Project Lead: George Brencher, UW Civil & Environmental Engineering
Data Science Lead: Scott Henderson
Glacial lakes are distributed in alpine terrain worldwide and are frequently dammed by unstable glacial moraines. These moraine dams can fail, causing lakes to rapidly drain and flood downstream valleys. Glacial lake outburst floods (GLOFs) are a significant hazard for high-elevation infrastructure and communities—on October 4, 2023, a GLOF in Sikkim, India, destroyed the Teesta III hydroelectric dam, washed away 15 bridges, affected hundreds of villages, stranded 3,000 tourists, and left at least 74 dead with many more missing. This flood was triggered when a landslide on a glacial moraine catastrophically failed and fell into the South Lhonak Lake, causing it to breach its banks. The landslide had been moving downslope at rates of up to 10 meters per year since at least 2016, but was not identified prior to its collapse, despite multiple flood hazard and risk analyses for the site.

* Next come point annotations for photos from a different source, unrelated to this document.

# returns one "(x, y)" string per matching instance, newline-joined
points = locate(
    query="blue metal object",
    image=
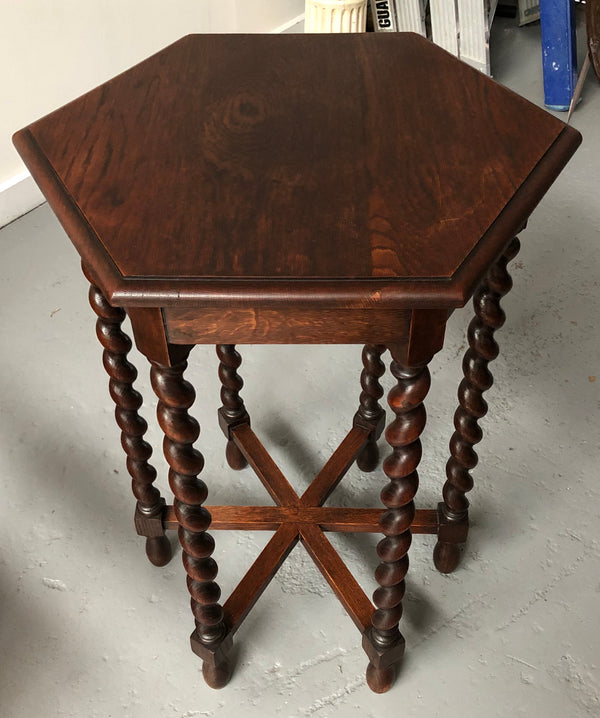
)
(559, 52)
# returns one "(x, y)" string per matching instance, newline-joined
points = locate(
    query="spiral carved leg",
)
(483, 349)
(209, 639)
(370, 412)
(233, 412)
(127, 400)
(406, 401)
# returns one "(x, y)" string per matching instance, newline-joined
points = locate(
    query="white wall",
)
(51, 51)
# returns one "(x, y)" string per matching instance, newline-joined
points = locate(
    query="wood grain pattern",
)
(257, 578)
(291, 325)
(128, 401)
(370, 412)
(176, 396)
(233, 411)
(478, 378)
(406, 401)
(338, 576)
(239, 182)
(592, 23)
(329, 518)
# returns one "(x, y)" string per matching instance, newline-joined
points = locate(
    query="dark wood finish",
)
(233, 411)
(175, 397)
(406, 401)
(592, 23)
(122, 373)
(259, 179)
(279, 488)
(370, 412)
(249, 325)
(336, 468)
(258, 577)
(337, 575)
(483, 349)
(290, 188)
(329, 518)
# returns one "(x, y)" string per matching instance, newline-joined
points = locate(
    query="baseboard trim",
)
(290, 23)
(18, 195)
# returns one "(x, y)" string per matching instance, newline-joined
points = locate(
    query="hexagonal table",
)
(297, 189)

Using satellite synthetic aperture radar remote sensing, we have developed a workflow allowing us to quantify surface changes that can contribute to GLOF likelihood, including landslide movement and moraine dam subsidence. Our approach fuses interferometric synthetic aperture radar (InSAR) and SAR speckle tracking data to accurately capture deformation as fast as hundreds of meters per year and as slow as <1 cm per year. For this incubator project, we hope to improve and scale our workflow to measure surface displacement with high spatial and temporal resolution for the areas surrounding all of the large glacial lakes in Nepal for the length of the Sentinel-1 archive (~2016-present). The resulting multi-year displacement time series will allow us to detect and track intra- and inter-annual changes of dynamic landslide, permafrost, and glacial features. We will also precisely quantify rates of moraine dam subsidence, significantly improving our understanding of GLOF hazard for hundreds of dangerous lakes and providing a critical missing input to existing risk analysis frameworks. In addition, we expect that 1) our scaled approach will be easily transferred to other regions, allowing us to create robust regional displacement time series anywhere on Earth, and 2) our almost decade-long, high spatial and temporal resolution displacement time series will be of broad scientific interest to glaciologists, geomorphologists, engineers, and hydrologists working in mountainous environments.